Fermò quindi un tizio che sembrava un soldato sopra un grande carro in metallo, senza cavalli, e si presentò:
- Salve, sono il Faraone Tutankamon.
Il soldato vide la testa completamente fasciata ed ebbe un fremito di compassione per il poveruomo.
- Bene, bene – rispose il soldato – un nuovo Faraone è proprio quello che tutti stanno aspettando. Perché non va da quella parte, c’è il palazzo del Governo, il suo posto è lì, assieme agli altri matti.
Tutankamon arrivò al palazzo per parlare col neo Faraone.
Questi lo ricevette con tutti gli onori. Forse perché era l’unico in quei giorni che non lo cercasse per defenestrarlo. E fu così che, vista l’occasione, decise di chiedere consiglio al vecchio Faraone.
- Grande Tutankamon, le piace il mio nuovo Egitto, moderno, ricco e popoloso?
Tutankamon lo guardò e rispose:
- Si mi piace molto. E’ esattamente come lo avevo lasciato 4000 anni fa. Il popolo sempre a lamentarsi, gli schiavi che vogliono la libertà, e i soldati vigili per le strade. Ma la cosa più importante è che le Piramidi siano ancora al loro posto. A memoria per le generazioni future.
Il nuovo Faraone lo guardò basito. Non sembrava molto contento della risposta.
Nel frattempo Tutankamon lo precedette con una domanda.
- E lei Faraone, dove ha costruito la sua Piramide?
Il nuovo Faraone rimase un attimo in silenzio. Poi confessò che non l’aveva ancora costruita.
- Come?! In trent’anni non ha neanche cominciato la sua piramide? Con tutti quegli schiavi per strada a fare niente, avrebbe potuto costruire la piramide più grande d’Egitto !
- Ma veramente – fa l’altro – io non credo alla reincarnazione.
- Che c’entra? Nessuno fra cinquant’anni si ricorderà più di lei senza una piramide col suo nome. Che peccato, un regno così lungo sprecato per sempre.
Nel mentre Tutankamon si alzava, una guardia entrò nella stanza ed urlò che i dimostranti erano penetrati nel palazzo, e bisognava scappare.

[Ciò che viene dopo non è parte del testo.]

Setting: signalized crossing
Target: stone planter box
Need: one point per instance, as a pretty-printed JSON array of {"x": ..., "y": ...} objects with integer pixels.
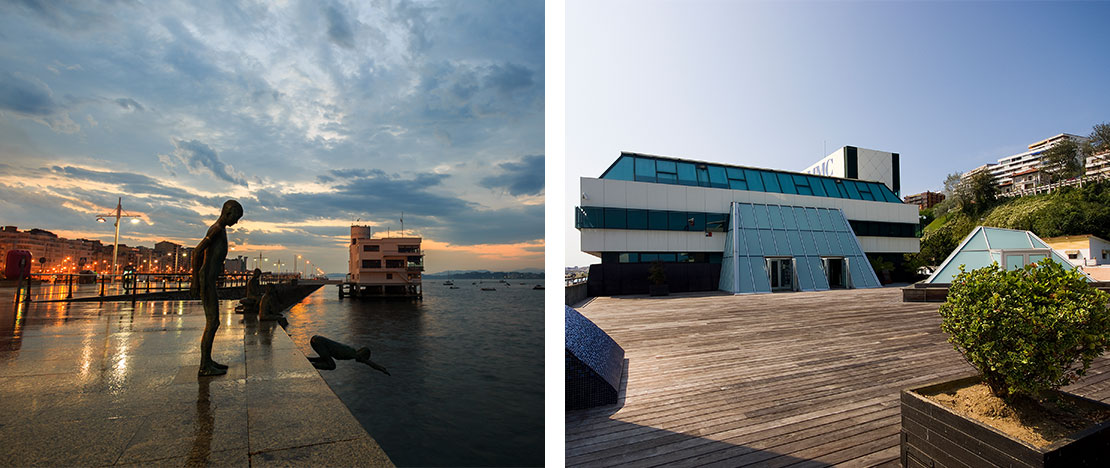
[{"x": 934, "y": 436}]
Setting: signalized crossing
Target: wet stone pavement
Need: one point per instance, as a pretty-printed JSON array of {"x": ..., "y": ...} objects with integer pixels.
[{"x": 89, "y": 384}]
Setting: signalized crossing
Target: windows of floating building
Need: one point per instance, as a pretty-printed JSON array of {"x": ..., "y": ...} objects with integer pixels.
[
  {"x": 1010, "y": 248},
  {"x": 395, "y": 263}
]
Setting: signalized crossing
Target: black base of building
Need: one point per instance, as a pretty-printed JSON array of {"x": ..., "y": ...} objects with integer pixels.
[{"x": 617, "y": 278}]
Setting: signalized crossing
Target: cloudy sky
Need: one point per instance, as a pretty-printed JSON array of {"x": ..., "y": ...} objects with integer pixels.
[
  {"x": 948, "y": 85},
  {"x": 313, "y": 114}
]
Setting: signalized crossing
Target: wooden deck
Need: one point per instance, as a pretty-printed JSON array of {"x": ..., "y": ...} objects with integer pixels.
[{"x": 773, "y": 379}]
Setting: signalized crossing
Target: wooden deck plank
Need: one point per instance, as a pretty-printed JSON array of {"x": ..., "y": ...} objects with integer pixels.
[{"x": 773, "y": 379}]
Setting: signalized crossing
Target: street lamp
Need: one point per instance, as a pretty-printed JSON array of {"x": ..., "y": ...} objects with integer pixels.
[{"x": 117, "y": 215}]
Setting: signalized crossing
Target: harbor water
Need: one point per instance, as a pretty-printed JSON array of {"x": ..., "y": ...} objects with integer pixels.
[{"x": 467, "y": 383}]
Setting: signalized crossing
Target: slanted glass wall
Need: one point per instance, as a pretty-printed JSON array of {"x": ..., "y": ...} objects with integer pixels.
[
  {"x": 804, "y": 234},
  {"x": 664, "y": 171}
]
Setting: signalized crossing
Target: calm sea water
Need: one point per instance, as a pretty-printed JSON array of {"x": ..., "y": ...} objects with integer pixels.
[{"x": 467, "y": 382}]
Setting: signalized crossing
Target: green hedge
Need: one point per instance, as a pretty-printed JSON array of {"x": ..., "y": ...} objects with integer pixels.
[{"x": 1029, "y": 329}]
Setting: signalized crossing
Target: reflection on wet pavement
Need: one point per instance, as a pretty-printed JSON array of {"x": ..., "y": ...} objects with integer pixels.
[{"x": 88, "y": 384}]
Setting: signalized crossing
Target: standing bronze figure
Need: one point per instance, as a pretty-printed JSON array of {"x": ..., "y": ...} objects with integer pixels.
[{"x": 208, "y": 265}]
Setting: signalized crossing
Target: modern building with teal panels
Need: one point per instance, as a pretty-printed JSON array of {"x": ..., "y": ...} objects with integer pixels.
[{"x": 648, "y": 207}]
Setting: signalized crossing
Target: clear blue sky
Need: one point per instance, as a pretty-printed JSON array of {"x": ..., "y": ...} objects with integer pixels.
[{"x": 948, "y": 85}]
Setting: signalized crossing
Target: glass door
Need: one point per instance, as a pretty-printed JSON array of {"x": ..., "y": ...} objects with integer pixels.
[{"x": 781, "y": 274}]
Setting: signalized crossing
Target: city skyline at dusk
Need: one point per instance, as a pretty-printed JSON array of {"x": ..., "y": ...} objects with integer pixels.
[{"x": 314, "y": 115}]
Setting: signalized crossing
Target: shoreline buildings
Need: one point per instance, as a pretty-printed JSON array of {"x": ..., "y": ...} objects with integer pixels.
[
  {"x": 64, "y": 255},
  {"x": 384, "y": 266},
  {"x": 744, "y": 230}
]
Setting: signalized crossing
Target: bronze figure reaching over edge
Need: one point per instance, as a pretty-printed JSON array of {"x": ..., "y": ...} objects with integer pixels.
[
  {"x": 330, "y": 350},
  {"x": 208, "y": 265}
]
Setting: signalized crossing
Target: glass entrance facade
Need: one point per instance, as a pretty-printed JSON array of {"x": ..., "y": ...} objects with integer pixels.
[{"x": 811, "y": 240}]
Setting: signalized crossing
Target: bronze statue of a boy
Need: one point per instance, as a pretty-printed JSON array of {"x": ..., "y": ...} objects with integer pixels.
[{"x": 208, "y": 265}]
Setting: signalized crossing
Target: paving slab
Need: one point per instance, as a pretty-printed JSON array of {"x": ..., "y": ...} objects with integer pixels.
[{"x": 114, "y": 384}]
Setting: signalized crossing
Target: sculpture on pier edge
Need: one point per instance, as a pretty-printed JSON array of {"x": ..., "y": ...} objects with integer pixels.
[
  {"x": 329, "y": 350},
  {"x": 208, "y": 264}
]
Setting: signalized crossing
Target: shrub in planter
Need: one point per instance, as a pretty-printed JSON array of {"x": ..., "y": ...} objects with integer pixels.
[{"x": 1027, "y": 331}]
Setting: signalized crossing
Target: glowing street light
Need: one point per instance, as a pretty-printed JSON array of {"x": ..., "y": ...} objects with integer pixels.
[{"x": 117, "y": 215}]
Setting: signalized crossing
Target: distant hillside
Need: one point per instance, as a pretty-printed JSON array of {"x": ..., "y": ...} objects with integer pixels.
[
  {"x": 485, "y": 274},
  {"x": 1069, "y": 211}
]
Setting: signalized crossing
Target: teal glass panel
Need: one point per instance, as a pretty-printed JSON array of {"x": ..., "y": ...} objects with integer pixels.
[
  {"x": 637, "y": 219},
  {"x": 788, "y": 217},
  {"x": 748, "y": 217},
  {"x": 834, "y": 243},
  {"x": 775, "y": 214},
  {"x": 621, "y": 171},
  {"x": 768, "y": 244},
  {"x": 1003, "y": 238},
  {"x": 830, "y": 189},
  {"x": 786, "y": 183},
  {"x": 821, "y": 243},
  {"x": 687, "y": 175},
  {"x": 645, "y": 170},
  {"x": 593, "y": 216},
  {"x": 865, "y": 191},
  {"x": 716, "y": 222},
  {"x": 677, "y": 221},
  {"x": 657, "y": 220},
  {"x": 755, "y": 182},
  {"x": 817, "y": 186},
  {"x": 770, "y": 182},
  {"x": 807, "y": 243},
  {"x": 759, "y": 276},
  {"x": 698, "y": 221},
  {"x": 717, "y": 177},
  {"x": 972, "y": 260},
  {"x": 801, "y": 217},
  {"x": 849, "y": 185},
  {"x": 615, "y": 219},
  {"x": 763, "y": 219},
  {"x": 794, "y": 242},
  {"x": 848, "y": 245},
  {"x": 977, "y": 243},
  {"x": 752, "y": 242}
]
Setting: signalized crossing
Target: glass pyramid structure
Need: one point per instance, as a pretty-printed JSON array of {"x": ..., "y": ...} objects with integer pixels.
[
  {"x": 1011, "y": 248},
  {"x": 791, "y": 247}
]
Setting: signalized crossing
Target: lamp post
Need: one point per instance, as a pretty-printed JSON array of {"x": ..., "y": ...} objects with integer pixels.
[{"x": 117, "y": 215}]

- Mi chiami subito un architetto, - urlò il Faraone – e che sia il migliore…meglio se italiano!
La guardia rispose :
- E per cosa ?! Stanno arrivando!
- Bisogna costruire una Piramide, deve essere la più grande di tutte…la Piramide..più grande d’Egitto…a memoria per le generazioni…future…
La guardia arretrò, vedendolo in stato confusionale e scomparve lasciando il Faraone al suo destino, mentre i dimostranti salivano le scale.

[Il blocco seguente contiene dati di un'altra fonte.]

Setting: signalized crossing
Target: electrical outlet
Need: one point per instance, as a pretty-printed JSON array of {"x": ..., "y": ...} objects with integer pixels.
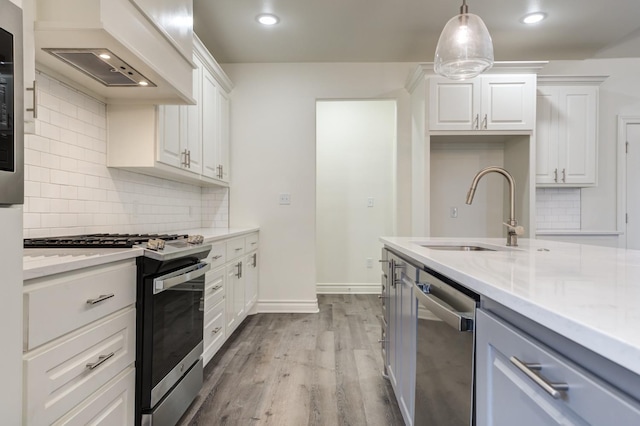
[{"x": 285, "y": 199}]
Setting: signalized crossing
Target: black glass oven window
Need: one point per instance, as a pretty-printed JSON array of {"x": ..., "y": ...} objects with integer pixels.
[
  {"x": 7, "y": 161},
  {"x": 177, "y": 326}
]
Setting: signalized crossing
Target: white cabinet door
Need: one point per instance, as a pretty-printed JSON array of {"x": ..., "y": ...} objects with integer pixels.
[
  {"x": 566, "y": 135},
  {"x": 546, "y": 136},
  {"x": 507, "y": 395},
  {"x": 210, "y": 126},
  {"x": 488, "y": 102},
  {"x": 193, "y": 122},
  {"x": 453, "y": 105},
  {"x": 223, "y": 141},
  {"x": 507, "y": 102},
  {"x": 170, "y": 136},
  {"x": 250, "y": 281},
  {"x": 577, "y": 129}
]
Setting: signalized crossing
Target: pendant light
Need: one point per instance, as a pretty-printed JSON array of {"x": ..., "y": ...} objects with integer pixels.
[{"x": 465, "y": 48}]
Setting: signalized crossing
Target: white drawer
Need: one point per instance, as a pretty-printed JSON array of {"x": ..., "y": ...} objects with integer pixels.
[
  {"x": 57, "y": 378},
  {"x": 251, "y": 242},
  {"x": 235, "y": 248},
  {"x": 214, "y": 331},
  {"x": 114, "y": 404},
  {"x": 217, "y": 255},
  {"x": 214, "y": 289},
  {"x": 58, "y": 305}
]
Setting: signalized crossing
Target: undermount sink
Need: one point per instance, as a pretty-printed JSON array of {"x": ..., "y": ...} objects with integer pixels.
[{"x": 456, "y": 248}]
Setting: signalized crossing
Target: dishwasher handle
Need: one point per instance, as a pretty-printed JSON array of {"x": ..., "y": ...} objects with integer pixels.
[{"x": 460, "y": 321}]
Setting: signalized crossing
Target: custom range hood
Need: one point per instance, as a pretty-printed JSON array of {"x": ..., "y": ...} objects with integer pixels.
[{"x": 126, "y": 51}]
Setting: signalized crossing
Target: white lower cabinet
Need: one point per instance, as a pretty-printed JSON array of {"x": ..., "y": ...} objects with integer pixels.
[
  {"x": 515, "y": 376},
  {"x": 231, "y": 290},
  {"x": 80, "y": 347}
]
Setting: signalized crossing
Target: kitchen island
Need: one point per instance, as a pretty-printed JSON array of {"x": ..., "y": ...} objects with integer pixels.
[{"x": 577, "y": 303}]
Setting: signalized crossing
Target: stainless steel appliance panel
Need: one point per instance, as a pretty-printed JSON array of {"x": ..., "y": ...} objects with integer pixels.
[
  {"x": 11, "y": 105},
  {"x": 444, "y": 392}
]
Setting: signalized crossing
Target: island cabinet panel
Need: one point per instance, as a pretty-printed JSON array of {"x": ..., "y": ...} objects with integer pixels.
[{"x": 512, "y": 369}]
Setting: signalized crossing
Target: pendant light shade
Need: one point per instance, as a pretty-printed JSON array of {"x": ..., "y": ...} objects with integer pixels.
[{"x": 465, "y": 48}]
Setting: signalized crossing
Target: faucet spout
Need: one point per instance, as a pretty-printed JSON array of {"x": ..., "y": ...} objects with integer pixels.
[{"x": 512, "y": 225}]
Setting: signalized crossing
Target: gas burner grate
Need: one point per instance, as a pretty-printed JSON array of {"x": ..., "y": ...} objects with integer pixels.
[{"x": 98, "y": 240}]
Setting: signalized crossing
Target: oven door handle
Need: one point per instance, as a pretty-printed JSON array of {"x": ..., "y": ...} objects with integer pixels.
[
  {"x": 180, "y": 277},
  {"x": 441, "y": 309}
]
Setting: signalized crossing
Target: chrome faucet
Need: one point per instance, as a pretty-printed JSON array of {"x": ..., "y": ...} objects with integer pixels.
[{"x": 512, "y": 225}]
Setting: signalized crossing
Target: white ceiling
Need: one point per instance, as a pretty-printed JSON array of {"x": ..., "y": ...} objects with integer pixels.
[{"x": 408, "y": 30}]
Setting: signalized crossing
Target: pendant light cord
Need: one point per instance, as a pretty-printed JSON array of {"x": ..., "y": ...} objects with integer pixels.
[{"x": 464, "y": 9}]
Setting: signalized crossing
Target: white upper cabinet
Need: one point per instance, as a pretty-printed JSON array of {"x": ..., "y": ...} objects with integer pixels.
[
  {"x": 487, "y": 102},
  {"x": 151, "y": 39},
  {"x": 566, "y": 131},
  {"x": 188, "y": 143}
]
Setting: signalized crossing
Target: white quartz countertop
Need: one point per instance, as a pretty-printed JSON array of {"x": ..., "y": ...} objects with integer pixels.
[
  {"x": 48, "y": 261},
  {"x": 589, "y": 294}
]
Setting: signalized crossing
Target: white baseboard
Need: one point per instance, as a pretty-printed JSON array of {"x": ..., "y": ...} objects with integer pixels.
[
  {"x": 348, "y": 288},
  {"x": 287, "y": 306}
]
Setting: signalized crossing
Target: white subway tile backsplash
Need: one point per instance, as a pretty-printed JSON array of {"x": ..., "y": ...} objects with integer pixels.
[
  {"x": 69, "y": 190},
  {"x": 558, "y": 208}
]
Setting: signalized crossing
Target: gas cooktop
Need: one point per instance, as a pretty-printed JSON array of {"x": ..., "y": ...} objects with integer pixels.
[{"x": 100, "y": 240}]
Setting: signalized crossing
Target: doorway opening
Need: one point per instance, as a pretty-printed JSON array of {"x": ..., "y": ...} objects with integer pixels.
[
  {"x": 355, "y": 192},
  {"x": 628, "y": 178}
]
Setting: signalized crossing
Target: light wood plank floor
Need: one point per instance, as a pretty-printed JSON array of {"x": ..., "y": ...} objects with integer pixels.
[{"x": 301, "y": 369}]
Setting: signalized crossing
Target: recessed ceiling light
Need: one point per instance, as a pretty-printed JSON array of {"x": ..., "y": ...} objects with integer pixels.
[
  {"x": 533, "y": 18},
  {"x": 267, "y": 19}
]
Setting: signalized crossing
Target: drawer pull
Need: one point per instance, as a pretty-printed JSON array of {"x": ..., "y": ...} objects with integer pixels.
[
  {"x": 100, "y": 298},
  {"x": 101, "y": 360},
  {"x": 552, "y": 389}
]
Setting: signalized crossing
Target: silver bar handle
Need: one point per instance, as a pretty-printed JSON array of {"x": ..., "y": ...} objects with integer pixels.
[
  {"x": 181, "y": 277},
  {"x": 34, "y": 89},
  {"x": 458, "y": 320},
  {"x": 101, "y": 360},
  {"x": 100, "y": 298},
  {"x": 553, "y": 389}
]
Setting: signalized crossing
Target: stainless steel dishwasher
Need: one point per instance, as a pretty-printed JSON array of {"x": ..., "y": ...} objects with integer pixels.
[{"x": 444, "y": 388}]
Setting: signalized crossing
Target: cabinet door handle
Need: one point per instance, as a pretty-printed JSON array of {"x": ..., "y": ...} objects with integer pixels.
[
  {"x": 552, "y": 389},
  {"x": 101, "y": 360},
  {"x": 34, "y": 89},
  {"x": 100, "y": 298},
  {"x": 185, "y": 162}
]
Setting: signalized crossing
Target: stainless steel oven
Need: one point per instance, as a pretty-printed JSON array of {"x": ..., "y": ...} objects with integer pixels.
[
  {"x": 11, "y": 105},
  {"x": 445, "y": 385},
  {"x": 169, "y": 325}
]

Nel frattempo, Tutankamon tornò alle sue Piramidi, in cerca del passaggio segreto per la camera tombale. Decise che non c’era nessuna novità rilevante da osservare in quest’epoca, e quindi pensò di rimettersi a dormire per altri tre o quattromila anni, in attesa di vedere se qualcosa sarebbe cambiato, nel frattempo, in Egitto.